Prince George’s County Board of Education

The Prince George's County Board of Education has new leadership, but many members are not happy with how it happened.

Board member Ed Burroughs says County Executive Angela Alsobrooks' appointment of a new vice chair was a slap in the face to elected board members, who wanted more of a say.

“When politicians make decisions that have nothing to do with students, our entire system suffers,” Burroughs said.

Under state law, the county executive can appoint the chair and vice chair. Two years ago, Alsobrooks allowed the board to choose the vice chair, and it selected Burroughs.

In a letter to Alsobrooks, seven board members requested Burroughs be reappointed.

“If seven out of nine elected members are requesting to appoint someone as vice chair, I would think that any person who wants this to work would listen to that,” he said.

Alsobrooks responded with a letter saying elected member Sonja Williams was her choice and went on to say, “As we recover from this pandemic, we have urgent business ahead of us, so I respectfully request that we keep our conversations and efforts focused on our children, their parents and the teachers who educate them. Put plainly, I’m only interested in talking about the success of our kids and not expanding, protecting or respecting political power.”

Former Chair Dr. Alvin Thornton declined to be reappointed as chair of the school board. Alsobrooks appointed retired educator and former Maryland Delegate Juanita Miller to replace him.

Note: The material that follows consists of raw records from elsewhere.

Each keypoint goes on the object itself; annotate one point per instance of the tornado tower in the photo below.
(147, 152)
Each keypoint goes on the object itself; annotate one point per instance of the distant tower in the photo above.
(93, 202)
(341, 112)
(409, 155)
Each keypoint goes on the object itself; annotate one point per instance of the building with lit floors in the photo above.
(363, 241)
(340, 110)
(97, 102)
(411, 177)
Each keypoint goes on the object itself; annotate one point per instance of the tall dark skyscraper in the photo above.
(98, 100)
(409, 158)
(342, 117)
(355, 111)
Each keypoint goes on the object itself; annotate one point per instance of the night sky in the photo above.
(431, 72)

“Any time you have an elected body, an appointed body, you have new leadership, you have an election, it's going to be difficult,” Thornton said.

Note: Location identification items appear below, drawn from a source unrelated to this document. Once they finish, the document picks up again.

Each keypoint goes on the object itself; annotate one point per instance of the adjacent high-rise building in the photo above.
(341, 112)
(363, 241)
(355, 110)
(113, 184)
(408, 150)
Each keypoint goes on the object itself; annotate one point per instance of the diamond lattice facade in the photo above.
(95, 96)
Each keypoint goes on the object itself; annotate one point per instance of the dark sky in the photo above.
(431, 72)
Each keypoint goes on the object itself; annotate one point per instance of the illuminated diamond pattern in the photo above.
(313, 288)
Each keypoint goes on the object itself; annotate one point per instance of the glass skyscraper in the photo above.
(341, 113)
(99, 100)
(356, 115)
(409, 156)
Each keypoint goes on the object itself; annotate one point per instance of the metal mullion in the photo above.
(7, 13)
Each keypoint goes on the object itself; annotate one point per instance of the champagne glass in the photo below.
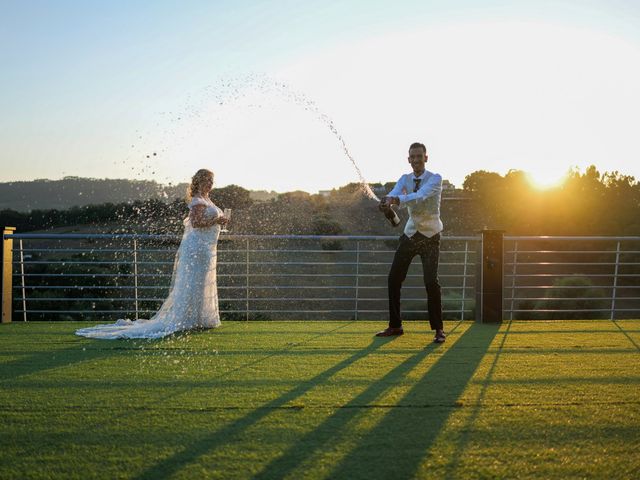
(227, 214)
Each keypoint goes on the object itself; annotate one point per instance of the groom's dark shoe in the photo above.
(390, 332)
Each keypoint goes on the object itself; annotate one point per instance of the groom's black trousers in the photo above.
(429, 250)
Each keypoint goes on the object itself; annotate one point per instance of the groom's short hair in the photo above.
(419, 145)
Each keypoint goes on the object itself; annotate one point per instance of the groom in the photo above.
(420, 192)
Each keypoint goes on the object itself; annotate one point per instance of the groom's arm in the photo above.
(431, 187)
(395, 192)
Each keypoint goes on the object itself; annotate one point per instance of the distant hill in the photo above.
(77, 192)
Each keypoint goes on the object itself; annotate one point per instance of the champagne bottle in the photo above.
(392, 216)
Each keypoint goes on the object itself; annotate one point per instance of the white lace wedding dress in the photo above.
(193, 296)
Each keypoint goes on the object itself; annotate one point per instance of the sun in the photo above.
(546, 179)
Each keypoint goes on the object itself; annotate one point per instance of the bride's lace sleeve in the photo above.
(197, 201)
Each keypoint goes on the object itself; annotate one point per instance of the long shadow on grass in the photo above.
(465, 437)
(227, 433)
(395, 447)
(50, 359)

The board was divided for half a decade with many focused on pushing out previous Superintendent Kevin Maxwell. It's been quiet for the past two years under the new leadership of CEO Monica Goldson and Thornton.

He said he hopes the unity he brought to the Board will continue.

“There's nothing new about a shift in power on the Board,” Thornton said. “It's how we make sure we remain student-centered and education does not become unnecessarily political football that loses site of its purpose.”

The appointments come as the school system needs to focus on closing an achievement gap made wider by distance learning.